A Confederação Nacional da Agricultura e Pecuária, entidade que representa os produtores rurais brasileiros, defendeu hoje uma proposta de redução de 75 por cento em 15 anos de todos os subsídios e tarifas industriais e agrícolas do mundo.

“É preciso acabar com a fantasia das regras internacionais de comércio”, disse hoje aos correspondentes estrangeiros em Brasília o vice-presidente para Assuntos Internacionais da CNA, Gilman Viana.

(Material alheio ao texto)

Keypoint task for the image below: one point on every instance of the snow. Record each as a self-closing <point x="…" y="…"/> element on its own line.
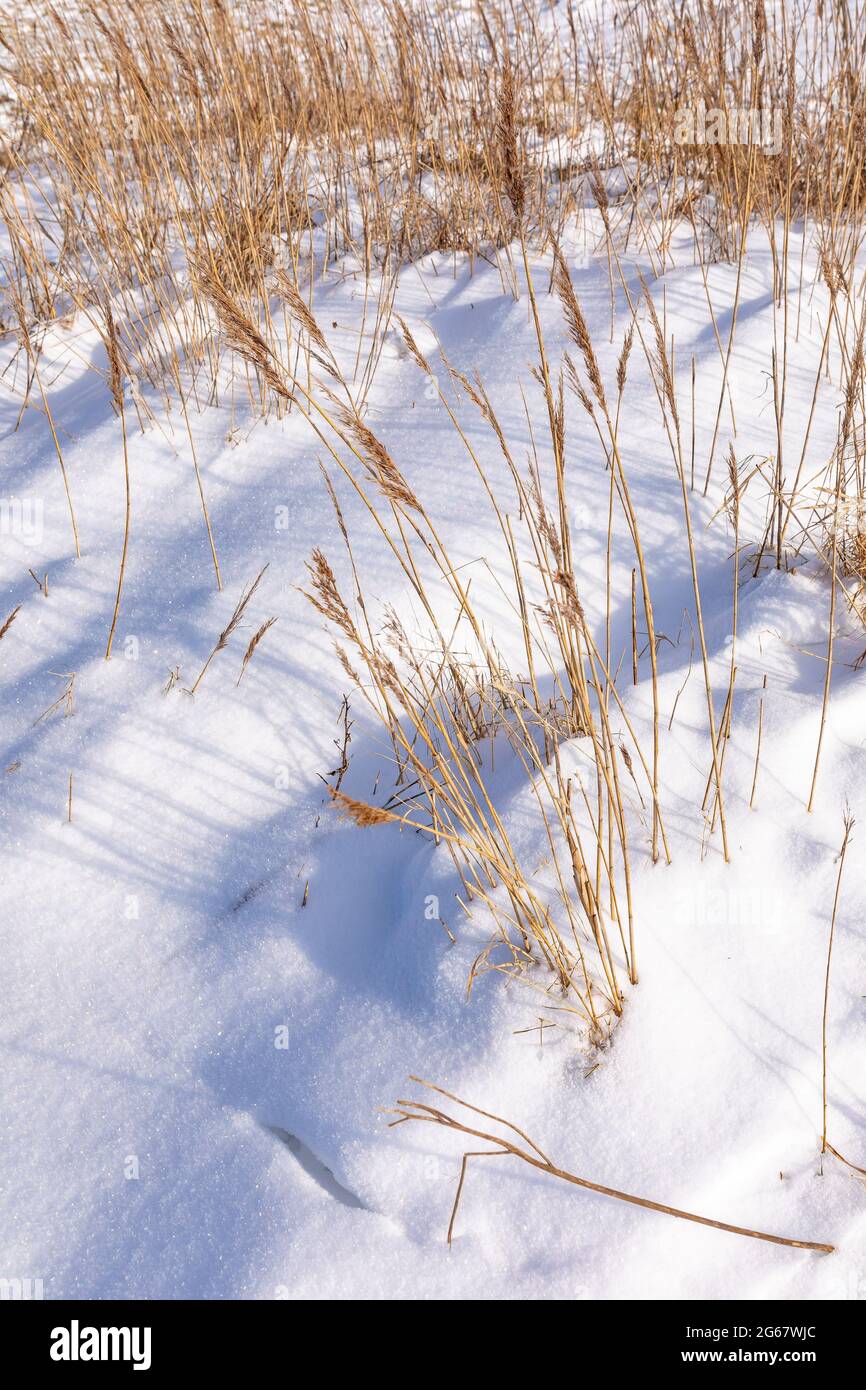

Como exemplo de “fantasia”, o representante da CNA citou que os subsídios dos 29 países da Organização para a Cooperação e o Desenvolvimento Económico (OCDE) passaram de 305 mil milhões de dólares (258 mil milhões de euros) quando terminou a Ronda do Uruguai (1986) para 345 mil milhões de dólares (292 mil milhões de euros) actualmente.

Gilman Viana defendeu que o Brasil faça concessões nas negociações da Organização Mundial do Comércio (OMC) para que possa manter a “ambição agrícola”.

O agronegócio responde pela maior fatia do quadro das exportações brasileiras, com as vendas externas que devem atingir 42 mil milhões de dólares (35,5 mil milhões de euros) este ano.

“O Brasil tem que estar preparado para fazer concessões, sem provocar, é claro, desestruturação no sector industrial. Acreditamos que o sector industrial brasileiro tem condições de arcar com uma redução de três por cento em 10 anos”, afirmou.

O representante da CNA reconheceu, entretanto, que o “lobby” industrial ainda é muito forte.

A nova ronda de negociações da OMC será entre os dias 13 e 18 de Dezembro, em Hong Kong, e um novo fracasso seria negativo para o Brasil, avalia a CNA.

O avanço na Ronda de Doha é fundamental para destravar o impasse que envolve os três pilares das negociações agrícolas: acesso a mercados, apoio doméstico e subsídios às exportações.

“A discussão não passa por pedir favor aos países que aplicam os subsídios, mas sim justiça”, assinalou o representante da CNA, destacando que as distorções do comércio internacional precisam ser combatidas.

Gilman Viana lembrou também que a prática dos subsídios torna os produtos mais caros para os seus consumidores, “em benefício dos cofres das nações mais ricas”.

A CNA defende que o Brasil, na liderança do G-20 (grupo de países em desenvolvimento), faça alianças tanto com os Estados Unidos como com a União Europeia.

A ideia é de que, com os norte-americanos, o G-20 pressione por maior acesso a mercados, e com os europeus, fortaleça o combate aos subsídios domésticos.

Nos últimos anos, o agronegócio brasileiro registou recordes de exportações e do saldo comercial, mas já se nota uma redução do ritmo de crescimento, influenciado sobretudo pela valorização do real frente ao dólar.

Este ano, a balança comercial do agronegócio deve registar um saldo de 37 mil milhões de dólares (31 mil milhões de euros), com exportações de 42 mil milhões de dólares e importações de 37 mil milhões de euros.

As vendas para o exterior deverão ter um aumento de oito por cento em relação ao ano passado, bem menor que o crescimento de 27,3 por cento das exportações de 2004 face a 2003.

Para 2006, a previsão da CNA é de manutenção do saldo comercial a ser registado este ano, interrompendo a trajectória de crescimento sucessivo dos últimos anos.

Este cenário poderia mudar, no entanto, se as negociações internacionais possibilitassem maior acesso a mercados.